Catégorie
Date
Temps de lecture
CE 29 janvier 2025 Société Batigère Habitat et autre, req. n° 489718 : Rec. CE T.
Le Conseil d’Etat juge qu’un projet de construction de tels logements peut répondre à une raison impérative d’intérêt public majeur permettant de déroger à la protection de certaines espèces animales.
1 – Le cadre juridique
L’article L. 411-1 du code de l’environnement énonce le principe selon lequel la conservation de certaines espèces animales non domestiques et de leurs habitats peut être justifiée 1)De même que la conservation de sites d’intérêt géologique, d’habitats naturels, d’espèces végétales non cultivées et de leurs habitats. et énumère les interdictions en résultant, telles que les interdictions de destruction, de perturbation intentionnelle, de capture ou de transport.
Le 4° du I de l’article L. 411-2 prévoit toutefois la possibilité de déroger à ces interdictions et énumère les conditions permettant la délivrance de dérogations dites « espèces protégées ».
Il en résulte qu’une dérogation ne peut être accordée que si trois conditions cumulatives sont remplies :
- La dérogation est justifiée par l’un des motifs limitativement énumérés, parmi lesquels figurent « l’intérêt de la santé et de la sécurité publiques ou […] d’autres raisons impératives d’intérêt public majeur, y compris de nature sociale ou économique […] » ;
- Il n’existe pas, pour atteindre l’objectif poursuivi, « d’autre solution satisfaisante» (que le projet impliquant l’atteinte aux espèces ou habitats concernés) ;
- Et, enfin, la dérogation ne nuit pas « au maintien, dans un état de conservation favorable, des populations des espèces concernées dans leur aire de répartition naturelle ».
Les modalités d’appréciation de ces conditions ont notamment été précisées en 2020 par l’arrêt Société La Provençale du Conseil d’Etat 2)CE 3 juin 2020 Société La Provençale, req. n° 425395, pts 8-9 : Rec.
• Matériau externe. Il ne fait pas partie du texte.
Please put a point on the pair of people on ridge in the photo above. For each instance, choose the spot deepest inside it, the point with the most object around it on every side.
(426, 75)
CE T..
2 – Le contexte de l’affaire
Les sociétés Batigère Habitat et Batigère Maison Familiale ont obtenu des permis de construire pour la réalisation d’un projet de construction de trois bâtiments comprenant soixante logements locatifs sociaux et dix-huit logements en accession sociale à la propriété sur la commune de Villers-lès-Nancy.
Eu égard à la présence de spécimens de salamandres tachetées, espèce protégée, le long d’un ruisseau jouxtant le site d’implantation de leur projet, elles ont également demandé puis obtenu une dérogation « espèces protégées ».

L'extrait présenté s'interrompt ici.